The more than 200 tons of low-enriched uranium already supplied for Tarapur is "under safeguards and has not been reprocessed [into weapons-grade material]; and India has met all of its other obligations under the 1963 agreement," Mr. Christopher said.

According to the 1978 US Non-Proliferation Act, a recipient -- like India -- of US nuclear material must have all its nuclear activities under international safeguards after a grace period. India has accepted safeguards for Tarapur and International Atomic Energy Agency (IAEA) inspectors are on the site. But other Indian nuclear installations are not under international safeguards.

The present fuel applications were filed during the grace period. In addition, Mr. Christopher added, the US believes "the Indian government will not go beyond Mr. Ghandi's statement that India intends to use nuclear energy only for peaceful purposes."

Mr. Christopher and other US officials stress that since the Soviet invasion of Afghanistan, Mrs. Gandhi's government has moved from an uncritical view of that invasion to one opposing it and calling for Soviet withdrawal. It has improved relations with Pakistan -- known to be pursuing a nuclear explosives research program of its own -- and, said Mr. Christopher, "continues to play a moderate role in the nonaligned movement."

Breaking the US commitment to India, and so rebuffing Mrs. Gandhi, might facilitate Soviet fuel supplies and generally enhance Soviet influence, the Carter administration argues. The US would also risk losing its present veto over how India uses the spent fuel.

The India decision, say administration officials and congressmen, will be carefully watched by other nuclear customers of the US, especially those on or near the threshold of possible weapons development. Argentina is one of these, and Brazil, which has entered a close nuclear supply relationship with West Germany, is another. Both have fully safeguarded installations, but neither is willing to commit itself to new international safeguards for the future of their long-delayed nuclear programs.

Spain now is negotiating with the IAEA to accept safeguards for all of its nuclear research and power facilities. The US has no present nuclear relationships with the two other leading "threshold" countries, Israel and South Africa, neither of which has signed the NPT.

The parallel problem of identifying possible clandestine nuclear tests involves US intelligence monitoring capabilities. These are crucial to verifying either the now shelved SALT II arms-control accord with the USSR or any other future arms-control agreements.

Last September's mysterious three-phase, nuclear-type flash in the Southern Hemisphere is still officially a mystery to the US government. A recent documentary program on BBC television in Britain and the Washington-based newsletter "Strategy Week" have flatly identified it as an Israeli test of a neutron or enhanced-radiation weapon, assisted by the South African Navy.

A US scientific panel sponsored by President Carter's science adviser, Dr.

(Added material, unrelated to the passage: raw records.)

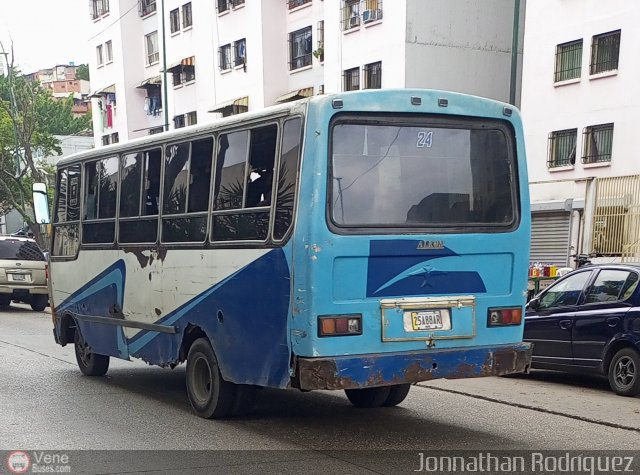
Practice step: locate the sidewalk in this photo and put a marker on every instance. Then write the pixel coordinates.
(587, 398)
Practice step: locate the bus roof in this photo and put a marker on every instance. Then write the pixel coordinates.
(293, 107)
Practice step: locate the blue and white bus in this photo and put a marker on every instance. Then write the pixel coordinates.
(361, 241)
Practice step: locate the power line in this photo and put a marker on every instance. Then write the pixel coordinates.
(114, 22)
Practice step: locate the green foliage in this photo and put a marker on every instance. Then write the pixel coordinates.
(29, 118)
(82, 72)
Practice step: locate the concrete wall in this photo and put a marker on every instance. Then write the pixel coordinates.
(583, 102)
(463, 46)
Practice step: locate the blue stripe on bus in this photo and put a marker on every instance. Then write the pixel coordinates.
(110, 280)
(398, 267)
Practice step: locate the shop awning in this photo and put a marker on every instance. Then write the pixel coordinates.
(297, 94)
(104, 91)
(240, 101)
(152, 81)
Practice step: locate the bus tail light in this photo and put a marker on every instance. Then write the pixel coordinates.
(498, 317)
(339, 325)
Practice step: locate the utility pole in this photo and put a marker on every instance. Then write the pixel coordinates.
(165, 106)
(14, 108)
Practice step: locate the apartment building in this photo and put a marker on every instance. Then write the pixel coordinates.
(580, 70)
(165, 64)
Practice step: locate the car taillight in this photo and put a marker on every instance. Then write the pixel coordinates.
(339, 325)
(498, 317)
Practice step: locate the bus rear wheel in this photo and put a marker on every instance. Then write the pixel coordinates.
(397, 394)
(368, 397)
(211, 396)
(89, 363)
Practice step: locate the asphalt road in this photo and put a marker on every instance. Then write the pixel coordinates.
(46, 404)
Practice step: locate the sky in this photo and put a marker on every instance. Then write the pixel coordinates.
(45, 32)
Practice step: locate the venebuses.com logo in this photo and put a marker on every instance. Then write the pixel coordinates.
(18, 462)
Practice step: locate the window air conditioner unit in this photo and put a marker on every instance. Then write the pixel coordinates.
(371, 15)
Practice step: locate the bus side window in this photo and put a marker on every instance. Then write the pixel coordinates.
(200, 175)
(287, 176)
(261, 163)
(230, 170)
(67, 213)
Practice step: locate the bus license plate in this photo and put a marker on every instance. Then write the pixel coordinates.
(425, 320)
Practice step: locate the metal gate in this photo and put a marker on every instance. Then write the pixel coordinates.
(550, 237)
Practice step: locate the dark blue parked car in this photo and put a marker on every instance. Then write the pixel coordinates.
(589, 320)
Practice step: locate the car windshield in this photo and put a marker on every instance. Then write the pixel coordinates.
(20, 250)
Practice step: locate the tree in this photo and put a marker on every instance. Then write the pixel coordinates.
(29, 118)
(82, 72)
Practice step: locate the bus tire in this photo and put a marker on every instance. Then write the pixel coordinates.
(39, 302)
(397, 394)
(91, 364)
(624, 372)
(211, 397)
(368, 397)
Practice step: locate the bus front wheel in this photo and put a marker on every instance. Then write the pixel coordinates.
(368, 397)
(89, 363)
(211, 396)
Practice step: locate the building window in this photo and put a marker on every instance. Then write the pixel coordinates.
(568, 61)
(300, 46)
(373, 75)
(188, 73)
(351, 79)
(187, 17)
(223, 5)
(146, 7)
(240, 52)
(562, 148)
(372, 11)
(174, 20)
(296, 3)
(151, 47)
(99, 55)
(108, 46)
(319, 52)
(179, 121)
(350, 14)
(225, 57)
(99, 8)
(605, 50)
(597, 143)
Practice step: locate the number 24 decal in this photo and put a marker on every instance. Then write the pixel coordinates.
(425, 139)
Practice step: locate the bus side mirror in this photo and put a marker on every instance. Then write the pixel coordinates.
(534, 304)
(41, 203)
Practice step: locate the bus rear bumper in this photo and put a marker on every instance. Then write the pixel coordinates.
(363, 371)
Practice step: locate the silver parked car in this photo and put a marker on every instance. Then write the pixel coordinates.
(23, 272)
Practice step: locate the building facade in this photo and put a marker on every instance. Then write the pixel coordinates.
(166, 64)
(580, 64)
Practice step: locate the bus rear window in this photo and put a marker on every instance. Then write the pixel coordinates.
(422, 175)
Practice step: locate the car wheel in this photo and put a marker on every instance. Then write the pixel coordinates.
(210, 395)
(397, 394)
(368, 397)
(624, 372)
(39, 302)
(89, 363)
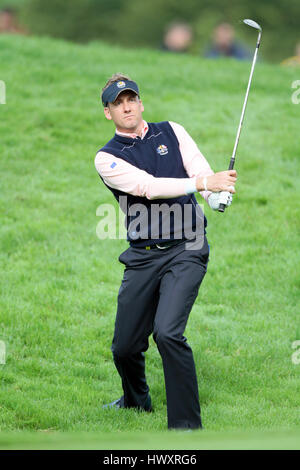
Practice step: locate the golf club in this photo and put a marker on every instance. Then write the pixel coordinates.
(255, 25)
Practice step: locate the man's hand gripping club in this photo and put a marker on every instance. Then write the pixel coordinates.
(221, 185)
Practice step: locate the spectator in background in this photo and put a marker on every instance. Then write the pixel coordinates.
(294, 60)
(224, 44)
(178, 37)
(8, 22)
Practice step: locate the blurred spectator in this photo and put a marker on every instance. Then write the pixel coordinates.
(8, 22)
(294, 60)
(178, 37)
(224, 44)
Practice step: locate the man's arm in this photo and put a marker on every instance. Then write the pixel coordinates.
(198, 167)
(121, 175)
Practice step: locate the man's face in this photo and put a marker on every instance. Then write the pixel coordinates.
(125, 112)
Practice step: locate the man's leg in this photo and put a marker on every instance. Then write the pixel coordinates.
(178, 291)
(137, 302)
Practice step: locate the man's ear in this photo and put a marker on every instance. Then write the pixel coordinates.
(107, 113)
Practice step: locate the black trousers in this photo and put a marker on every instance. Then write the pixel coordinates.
(156, 296)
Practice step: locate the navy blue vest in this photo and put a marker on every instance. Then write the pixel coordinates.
(157, 220)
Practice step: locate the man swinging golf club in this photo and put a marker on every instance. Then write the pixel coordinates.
(154, 164)
(159, 164)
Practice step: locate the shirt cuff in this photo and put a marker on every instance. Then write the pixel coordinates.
(190, 186)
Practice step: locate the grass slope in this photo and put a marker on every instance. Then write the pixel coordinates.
(59, 282)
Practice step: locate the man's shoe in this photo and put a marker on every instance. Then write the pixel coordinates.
(115, 404)
(120, 404)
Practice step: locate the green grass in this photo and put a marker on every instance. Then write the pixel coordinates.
(59, 282)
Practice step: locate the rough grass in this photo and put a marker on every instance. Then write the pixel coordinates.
(59, 282)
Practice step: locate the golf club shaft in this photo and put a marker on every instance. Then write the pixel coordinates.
(232, 160)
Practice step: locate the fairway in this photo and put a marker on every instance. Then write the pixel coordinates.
(59, 282)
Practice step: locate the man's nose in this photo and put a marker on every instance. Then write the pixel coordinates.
(126, 107)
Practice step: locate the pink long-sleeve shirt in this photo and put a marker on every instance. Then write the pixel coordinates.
(130, 179)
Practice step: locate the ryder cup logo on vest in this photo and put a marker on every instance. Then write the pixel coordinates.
(162, 150)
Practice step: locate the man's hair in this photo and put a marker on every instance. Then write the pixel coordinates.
(116, 77)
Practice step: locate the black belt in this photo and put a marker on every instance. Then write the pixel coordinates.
(164, 245)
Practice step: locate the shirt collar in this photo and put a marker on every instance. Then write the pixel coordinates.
(134, 135)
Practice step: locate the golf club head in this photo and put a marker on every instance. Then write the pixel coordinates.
(253, 24)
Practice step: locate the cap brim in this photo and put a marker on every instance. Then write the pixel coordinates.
(121, 91)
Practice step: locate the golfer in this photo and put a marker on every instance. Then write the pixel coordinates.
(155, 169)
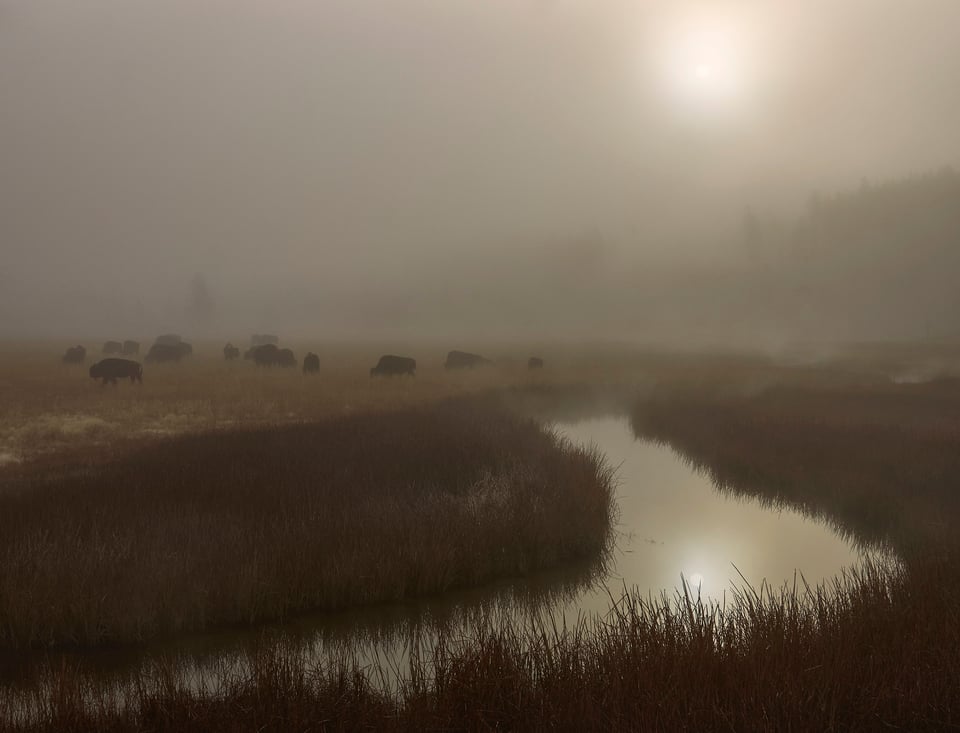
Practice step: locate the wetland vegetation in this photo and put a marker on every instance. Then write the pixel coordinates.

Frank Press, shied away from such a conclusion and found there was more than a 50-50 chance it was a natural event, like a meteorite. But Dr. Robert Kerr, director of the Los Alamos Scientific Laboratory, told the Monitor that the US Vela satellite which detected it had never mistaken a nonnuclear flash for a neutron source before.

"The whole incident," he said, "reflects disturbingly on our ability to monitor events in remote parts of the world."